The district-level electoral map, however, reveals that many local areas in the south supported Rousseff and that a few in the north supported Neves. But again, economic correlates are found in most instances. This pattern is especially notable in the far southern state of Rio Grande do Sul, where the less prosperous areas of the south and west generally voted for Rousseff while the more prosperous northeast supported Neves. Notably, Rio Grande do Sul as a whole favored Rousseff in the first round of the election, when the nominally Socialist (but actually politically centrist) candidate Marina Silva took over 21 percent of the vote nationwide. Overall, I find the Brazilian connection between voting behavior and median income striking, although there are certainly exceptions. Consider, for example, Acre in the northwest, a poor state that nonetheless strongly supported Neves. Note, however, that most areas in the poorer eastern half of the state voted for Rousseff. (It is also significant that Acre is the home state of Marina Silva, who threw her support to Neves in the second round after having been subjected to extremely negative campaigning by Rousseff in the first round.)
The other pattern that strikes my eye on the district-level map is the overwhelming support received by Neves in Brazil’s demographic and economic core state, São Paulo, which contains almost a quarter of Brazil’s total population. Almost all parts of São Paulo state supported Neves, with most areas giving him more than 65 percent of the vote. The more southerly state of Santa Catarina, however, gave an even higher percentage of its overall votes to Neves. Santa Catarina is the fourth wealthiest first-order division of Brazil on the basis of per capita GDP, following only the Federal District (Brasília), São Paulo, and Rio de Janeiro. It is also arguably the most “European” part of Brazil in regard to the origin of its inhabitants, as large numbers of Germans, Italians, Poles, and Russians settled Santa Catarina in the late 1800s and early 1900s.
Perhaps the most interesting aspect of Brazil’s electoral divide is its recent emergence. The country has long been characterized by a profound north/south economic and social-developmental division, but in earlier elections it did not play a major role. In 1994, for example, the leftist candidate Lula da Silva won only the southernmost state (Rio Grande Do Sol) as well as the Federal District, whereas in 2002 Lula lost only Alagoas in the impoverished northeast. In the 2002 election, Lula actually took a higher percentage of votes in Santa Catarina than he did in many northeastern states. Lula’s successful social developmental programs, however, eventually gained his party massive support over most of the northeast and the rest of the north as well.

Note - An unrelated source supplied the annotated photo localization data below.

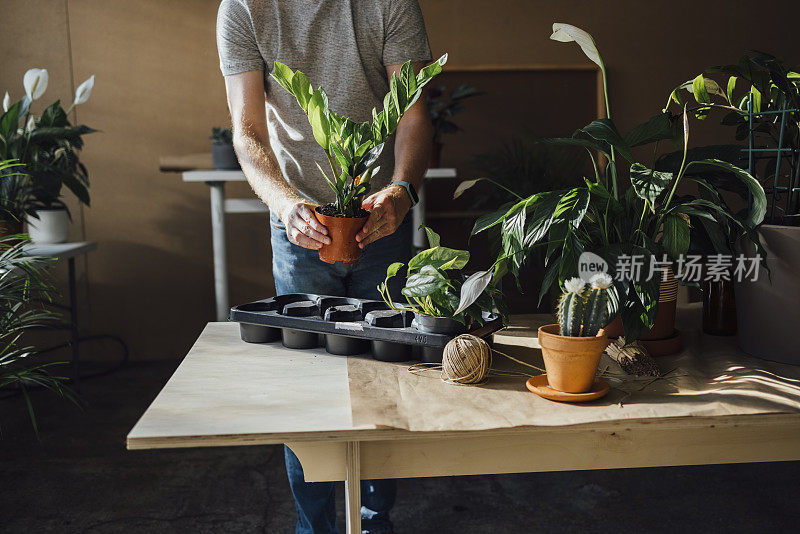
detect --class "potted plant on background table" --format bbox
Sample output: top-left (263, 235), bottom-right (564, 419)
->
top-left (427, 83), bottom-right (481, 168)
top-left (663, 52), bottom-right (800, 362)
top-left (378, 225), bottom-right (506, 361)
top-left (535, 275), bottom-right (611, 397)
top-left (271, 54), bottom-right (448, 264)
top-left (210, 126), bottom-right (240, 170)
top-left (461, 23), bottom-right (767, 355)
top-left (1, 69), bottom-right (96, 244)
top-left (0, 159), bottom-right (34, 240)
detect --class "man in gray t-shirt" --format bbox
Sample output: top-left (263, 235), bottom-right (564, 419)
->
top-left (217, 1), bottom-right (433, 532)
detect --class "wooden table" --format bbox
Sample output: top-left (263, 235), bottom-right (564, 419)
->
top-left (160, 154), bottom-right (457, 320)
top-left (127, 319), bottom-right (800, 533)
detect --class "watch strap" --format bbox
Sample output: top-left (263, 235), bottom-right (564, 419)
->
top-left (391, 180), bottom-right (419, 207)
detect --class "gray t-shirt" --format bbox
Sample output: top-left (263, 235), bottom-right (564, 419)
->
top-left (216, 0), bottom-right (432, 205)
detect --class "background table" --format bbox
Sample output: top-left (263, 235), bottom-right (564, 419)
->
top-left (127, 317), bottom-right (800, 533)
top-left (169, 164), bottom-right (457, 320)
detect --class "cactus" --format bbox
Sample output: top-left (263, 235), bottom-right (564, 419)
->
top-left (558, 278), bottom-right (586, 336)
top-left (582, 288), bottom-right (609, 336)
top-left (558, 274), bottom-right (613, 337)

I suspect that Brazil’s recently developed north/south electoral divide will prove to be rather enduring. It will be interesting to see what future elections bring.
The 2014 electoral returns from the large western state of Mato Grosso are also intriguing, as will be explored in the next post.
* I hesitate to use the one-dimensional left/right political spectrum, which I find it absurdly crude, but it is too deeply ingrained in the public imagination to be ignored. But it essential to note that the “left” candidate in this election, Dilma Rousseff, is relatively conservative on most social issues, opposing, for example, gay marriage and abortion in most cases. In the Brazilian context, the left/right split is mostly focused on economic issues.